The pretraining experiments show that this content can affect model outputs. When an open-weight model was additionally trained on Chinese state-scripted news, it became more likely to generate favorable responses about Chinese political leaders, institutions, and political systems. Moreover, this effect was stronger for state-scripted media than for general state media, which in turn had a larger effect than simply being exposed to Chinese language text. Similar patterns appeared in commercial models: when asked the same political questions in Chinese and English, models gave more favorable responses about China in Chinese. In a human evaluation of GPT-3.5 responses, annotators rated the Chinese-prompted answer as more favorable to the Chinese government 75.3% of the time for prompts about China, while prompts not about China showed no meaningful difference from chance.
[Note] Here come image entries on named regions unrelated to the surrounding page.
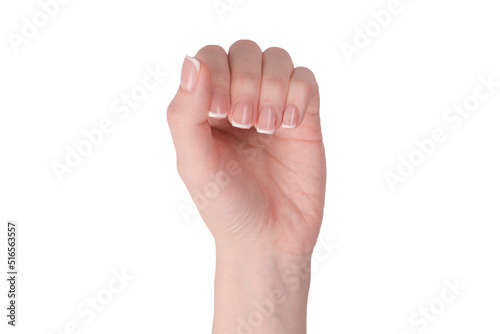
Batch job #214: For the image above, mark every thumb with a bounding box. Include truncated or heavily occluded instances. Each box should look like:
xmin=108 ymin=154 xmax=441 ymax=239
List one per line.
xmin=167 ymin=56 xmax=218 ymax=184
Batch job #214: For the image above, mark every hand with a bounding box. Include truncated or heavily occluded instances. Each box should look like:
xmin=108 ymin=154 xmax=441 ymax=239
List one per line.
xmin=167 ymin=40 xmax=326 ymax=333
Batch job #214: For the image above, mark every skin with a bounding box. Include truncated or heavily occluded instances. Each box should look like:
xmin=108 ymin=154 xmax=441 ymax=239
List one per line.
xmin=167 ymin=40 xmax=326 ymax=334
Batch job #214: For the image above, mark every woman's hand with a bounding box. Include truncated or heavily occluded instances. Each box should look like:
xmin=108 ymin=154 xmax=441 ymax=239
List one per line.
xmin=167 ymin=40 xmax=326 ymax=333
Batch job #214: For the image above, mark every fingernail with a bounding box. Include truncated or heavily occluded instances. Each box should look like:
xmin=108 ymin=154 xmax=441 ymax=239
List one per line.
xmin=255 ymin=105 xmax=276 ymax=135
xmin=232 ymin=100 xmax=253 ymax=129
xmin=181 ymin=56 xmax=200 ymax=92
xmin=281 ymin=104 xmax=299 ymax=129
xmin=208 ymin=90 xmax=227 ymax=118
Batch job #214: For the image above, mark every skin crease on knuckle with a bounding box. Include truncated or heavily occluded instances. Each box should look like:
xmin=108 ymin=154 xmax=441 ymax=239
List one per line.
xmin=167 ymin=40 xmax=326 ymax=334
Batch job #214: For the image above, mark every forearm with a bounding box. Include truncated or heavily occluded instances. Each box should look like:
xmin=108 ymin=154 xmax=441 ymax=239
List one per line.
xmin=213 ymin=248 xmax=311 ymax=334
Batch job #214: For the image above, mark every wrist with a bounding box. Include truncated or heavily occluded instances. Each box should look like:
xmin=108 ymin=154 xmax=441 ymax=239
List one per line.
xmin=213 ymin=246 xmax=311 ymax=334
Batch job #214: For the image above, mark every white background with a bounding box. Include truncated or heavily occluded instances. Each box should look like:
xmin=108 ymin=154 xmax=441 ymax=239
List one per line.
xmin=0 ymin=0 xmax=500 ymax=334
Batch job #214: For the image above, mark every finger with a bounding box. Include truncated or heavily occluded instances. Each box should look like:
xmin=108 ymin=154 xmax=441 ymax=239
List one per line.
xmin=167 ymin=57 xmax=217 ymax=184
xmin=196 ymin=45 xmax=231 ymax=119
xmin=281 ymin=67 xmax=319 ymax=129
xmin=229 ymin=40 xmax=262 ymax=129
xmin=255 ymin=48 xmax=293 ymax=134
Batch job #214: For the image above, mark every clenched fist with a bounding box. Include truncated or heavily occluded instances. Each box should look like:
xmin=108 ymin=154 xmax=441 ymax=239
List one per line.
xmin=167 ymin=40 xmax=326 ymax=333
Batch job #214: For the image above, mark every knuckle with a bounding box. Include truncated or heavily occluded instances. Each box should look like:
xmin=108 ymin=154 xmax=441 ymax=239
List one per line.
xmin=264 ymin=46 xmax=292 ymax=60
xmin=229 ymin=39 xmax=262 ymax=52
xmin=197 ymin=45 xmax=226 ymax=55
xmin=167 ymin=101 xmax=179 ymax=127
xmin=294 ymin=67 xmax=318 ymax=95
xmin=295 ymin=66 xmax=316 ymax=80
xmin=232 ymin=72 xmax=260 ymax=90
xmin=262 ymin=76 xmax=288 ymax=89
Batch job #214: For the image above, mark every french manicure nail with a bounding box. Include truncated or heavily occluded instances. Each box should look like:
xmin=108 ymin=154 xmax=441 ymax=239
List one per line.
xmin=281 ymin=104 xmax=299 ymax=129
xmin=208 ymin=90 xmax=227 ymax=118
xmin=232 ymin=100 xmax=253 ymax=129
xmin=255 ymin=105 xmax=276 ymax=135
xmin=181 ymin=56 xmax=200 ymax=92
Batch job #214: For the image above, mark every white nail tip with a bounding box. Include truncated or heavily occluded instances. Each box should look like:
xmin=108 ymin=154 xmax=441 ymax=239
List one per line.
xmin=255 ymin=126 xmax=274 ymax=135
xmin=281 ymin=124 xmax=297 ymax=130
xmin=208 ymin=111 xmax=227 ymax=118
xmin=186 ymin=56 xmax=201 ymax=73
xmin=231 ymin=120 xmax=252 ymax=129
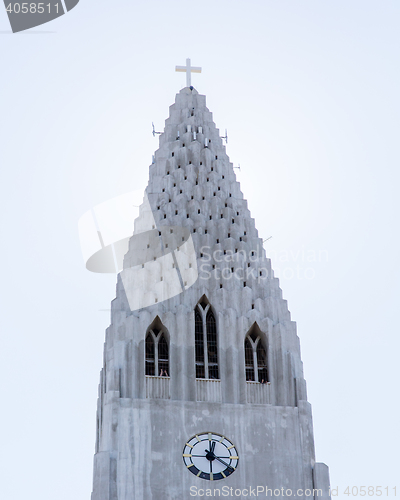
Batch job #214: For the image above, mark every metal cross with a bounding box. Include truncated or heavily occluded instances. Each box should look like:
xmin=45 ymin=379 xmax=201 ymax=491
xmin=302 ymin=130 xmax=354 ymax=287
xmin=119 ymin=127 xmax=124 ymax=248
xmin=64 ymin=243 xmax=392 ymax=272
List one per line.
xmin=175 ymin=59 xmax=201 ymax=87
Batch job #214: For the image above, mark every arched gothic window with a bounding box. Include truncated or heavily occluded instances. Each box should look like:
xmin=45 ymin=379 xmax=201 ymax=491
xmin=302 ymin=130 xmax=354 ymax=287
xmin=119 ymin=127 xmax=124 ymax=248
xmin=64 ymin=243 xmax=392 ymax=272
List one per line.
xmin=194 ymin=297 xmax=219 ymax=379
xmin=244 ymin=328 xmax=268 ymax=383
xmin=145 ymin=328 xmax=169 ymax=377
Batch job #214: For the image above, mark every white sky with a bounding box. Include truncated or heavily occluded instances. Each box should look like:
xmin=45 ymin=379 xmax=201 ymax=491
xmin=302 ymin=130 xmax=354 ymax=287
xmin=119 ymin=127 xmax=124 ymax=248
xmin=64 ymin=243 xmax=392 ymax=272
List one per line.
xmin=0 ymin=0 xmax=400 ymax=500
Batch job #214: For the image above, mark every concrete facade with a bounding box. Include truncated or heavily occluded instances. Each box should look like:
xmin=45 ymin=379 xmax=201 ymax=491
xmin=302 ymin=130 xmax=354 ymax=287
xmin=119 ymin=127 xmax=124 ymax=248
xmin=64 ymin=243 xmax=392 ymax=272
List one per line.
xmin=92 ymin=88 xmax=329 ymax=500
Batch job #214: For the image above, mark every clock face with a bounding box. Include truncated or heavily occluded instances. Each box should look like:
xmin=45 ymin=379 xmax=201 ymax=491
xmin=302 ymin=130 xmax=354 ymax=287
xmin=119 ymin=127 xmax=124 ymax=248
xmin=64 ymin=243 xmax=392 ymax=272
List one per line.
xmin=183 ymin=432 xmax=239 ymax=481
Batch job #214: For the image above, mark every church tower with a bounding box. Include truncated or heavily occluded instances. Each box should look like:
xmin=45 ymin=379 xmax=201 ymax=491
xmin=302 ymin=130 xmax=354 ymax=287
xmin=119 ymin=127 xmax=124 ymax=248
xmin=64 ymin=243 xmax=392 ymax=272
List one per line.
xmin=92 ymin=67 xmax=329 ymax=500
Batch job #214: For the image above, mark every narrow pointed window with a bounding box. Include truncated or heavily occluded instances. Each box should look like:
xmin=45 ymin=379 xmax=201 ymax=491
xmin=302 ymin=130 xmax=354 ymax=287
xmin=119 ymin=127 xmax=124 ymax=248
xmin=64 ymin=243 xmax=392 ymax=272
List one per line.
xmin=158 ymin=333 xmax=169 ymax=376
xmin=244 ymin=325 xmax=268 ymax=384
xmin=146 ymin=332 xmax=155 ymax=375
xmin=195 ymin=297 xmax=219 ymax=379
xmin=257 ymin=339 xmax=268 ymax=383
xmin=207 ymin=310 xmax=219 ymax=378
xmin=244 ymin=338 xmax=254 ymax=382
xmin=194 ymin=309 xmax=205 ymax=378
xmin=145 ymin=327 xmax=169 ymax=377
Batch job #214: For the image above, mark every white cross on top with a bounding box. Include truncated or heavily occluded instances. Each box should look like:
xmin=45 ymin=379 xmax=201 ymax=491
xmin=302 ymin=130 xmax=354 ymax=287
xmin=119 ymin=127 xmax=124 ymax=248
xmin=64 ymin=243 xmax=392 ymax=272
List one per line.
xmin=175 ymin=59 xmax=201 ymax=87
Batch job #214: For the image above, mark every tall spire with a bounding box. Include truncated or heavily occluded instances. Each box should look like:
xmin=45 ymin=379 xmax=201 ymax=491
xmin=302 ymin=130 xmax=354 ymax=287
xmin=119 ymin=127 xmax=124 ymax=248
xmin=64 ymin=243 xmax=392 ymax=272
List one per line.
xmin=92 ymin=86 xmax=329 ymax=500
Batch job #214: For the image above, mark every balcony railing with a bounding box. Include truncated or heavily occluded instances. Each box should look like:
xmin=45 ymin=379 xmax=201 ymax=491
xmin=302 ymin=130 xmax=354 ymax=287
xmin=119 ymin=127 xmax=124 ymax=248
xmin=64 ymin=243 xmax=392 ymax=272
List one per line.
xmin=196 ymin=378 xmax=222 ymax=403
xmin=146 ymin=375 xmax=170 ymax=399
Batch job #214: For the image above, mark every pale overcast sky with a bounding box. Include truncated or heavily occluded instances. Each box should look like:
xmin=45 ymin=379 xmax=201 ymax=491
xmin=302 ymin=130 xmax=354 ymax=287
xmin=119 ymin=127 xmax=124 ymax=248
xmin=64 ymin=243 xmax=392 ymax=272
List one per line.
xmin=0 ymin=0 xmax=400 ymax=500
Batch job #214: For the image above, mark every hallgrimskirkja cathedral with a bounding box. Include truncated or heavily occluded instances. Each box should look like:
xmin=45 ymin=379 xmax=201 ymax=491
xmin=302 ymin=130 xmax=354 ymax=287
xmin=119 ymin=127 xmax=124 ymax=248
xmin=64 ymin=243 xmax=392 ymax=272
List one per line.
xmin=91 ymin=68 xmax=330 ymax=500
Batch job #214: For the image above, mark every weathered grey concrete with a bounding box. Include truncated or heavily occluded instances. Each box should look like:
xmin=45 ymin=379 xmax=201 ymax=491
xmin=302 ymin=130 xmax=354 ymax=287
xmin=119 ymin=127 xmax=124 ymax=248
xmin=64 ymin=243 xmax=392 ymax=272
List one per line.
xmin=92 ymin=88 xmax=329 ymax=500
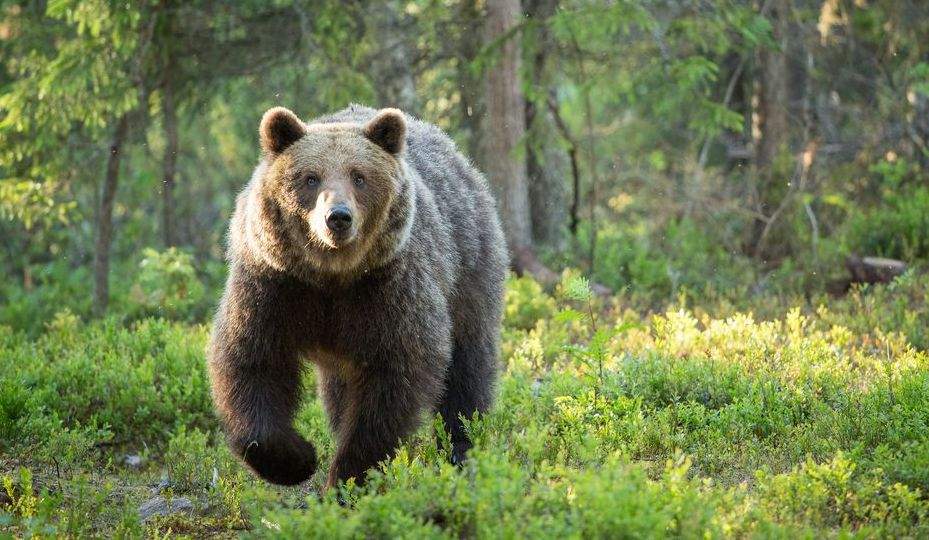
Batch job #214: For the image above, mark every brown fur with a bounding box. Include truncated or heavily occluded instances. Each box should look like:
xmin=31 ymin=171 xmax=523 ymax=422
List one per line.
xmin=209 ymin=106 xmax=507 ymax=485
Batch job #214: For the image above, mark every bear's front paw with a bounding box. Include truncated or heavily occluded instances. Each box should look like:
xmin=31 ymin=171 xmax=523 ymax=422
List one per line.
xmin=238 ymin=434 xmax=317 ymax=486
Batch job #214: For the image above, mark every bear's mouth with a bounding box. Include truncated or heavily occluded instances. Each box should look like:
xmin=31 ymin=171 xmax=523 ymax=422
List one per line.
xmin=326 ymin=230 xmax=357 ymax=249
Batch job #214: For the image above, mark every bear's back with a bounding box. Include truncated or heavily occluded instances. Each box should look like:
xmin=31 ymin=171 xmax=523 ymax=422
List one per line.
xmin=309 ymin=104 xmax=506 ymax=276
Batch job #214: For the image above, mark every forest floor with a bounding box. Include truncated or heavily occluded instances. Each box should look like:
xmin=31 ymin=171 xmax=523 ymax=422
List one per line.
xmin=0 ymin=276 xmax=929 ymax=538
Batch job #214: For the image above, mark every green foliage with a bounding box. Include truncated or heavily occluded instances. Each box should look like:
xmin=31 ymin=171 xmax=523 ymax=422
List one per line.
xmin=0 ymin=278 xmax=929 ymax=538
xmin=845 ymin=186 xmax=929 ymax=261
xmin=130 ymin=247 xmax=208 ymax=320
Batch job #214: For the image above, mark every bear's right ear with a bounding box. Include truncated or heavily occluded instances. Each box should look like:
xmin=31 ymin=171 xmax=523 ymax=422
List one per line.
xmin=258 ymin=107 xmax=306 ymax=156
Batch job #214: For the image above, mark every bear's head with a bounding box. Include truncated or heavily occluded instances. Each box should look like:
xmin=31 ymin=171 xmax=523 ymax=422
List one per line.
xmin=243 ymin=107 xmax=412 ymax=275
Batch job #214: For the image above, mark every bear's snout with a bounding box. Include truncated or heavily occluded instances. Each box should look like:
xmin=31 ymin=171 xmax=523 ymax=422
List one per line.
xmin=326 ymin=204 xmax=352 ymax=236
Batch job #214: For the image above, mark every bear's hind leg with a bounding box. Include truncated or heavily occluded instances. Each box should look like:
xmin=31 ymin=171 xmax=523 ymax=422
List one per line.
xmin=439 ymin=333 xmax=497 ymax=464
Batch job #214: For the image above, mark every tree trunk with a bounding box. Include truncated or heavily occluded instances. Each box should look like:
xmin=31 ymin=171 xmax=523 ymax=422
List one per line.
xmin=755 ymin=0 xmax=790 ymax=174
xmin=161 ymin=74 xmax=178 ymax=248
xmin=94 ymin=113 xmax=129 ymax=315
xmin=526 ymin=0 xmax=568 ymax=251
xmin=483 ymin=0 xmax=532 ymax=264
xmin=455 ymin=0 xmax=486 ymax=159
xmin=371 ymin=0 xmax=420 ymax=115
xmin=750 ymin=0 xmax=790 ymax=258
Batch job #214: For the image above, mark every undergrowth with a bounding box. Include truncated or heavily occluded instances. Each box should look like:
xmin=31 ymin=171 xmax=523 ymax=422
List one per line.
xmin=0 ymin=275 xmax=929 ymax=538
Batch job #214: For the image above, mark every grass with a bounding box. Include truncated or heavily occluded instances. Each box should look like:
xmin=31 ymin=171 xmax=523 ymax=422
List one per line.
xmin=0 ymin=275 xmax=929 ymax=538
The cross-national audit suggests that this pattern extends beyond China. Across 37 countries where most speakers of an official language live in that country, models were more likely to generate pro-government responses in the target country’s language when the country had lower media freedom. Taken together, the findings suggest that state media control can influence LLMs indirectly by shaping the online text environments used for training. This raises concern that government-shaped narratives may be absorbed into model outputs and presented to users as neutral information, even when governments do not directly own, regulate, or modify the models themselves.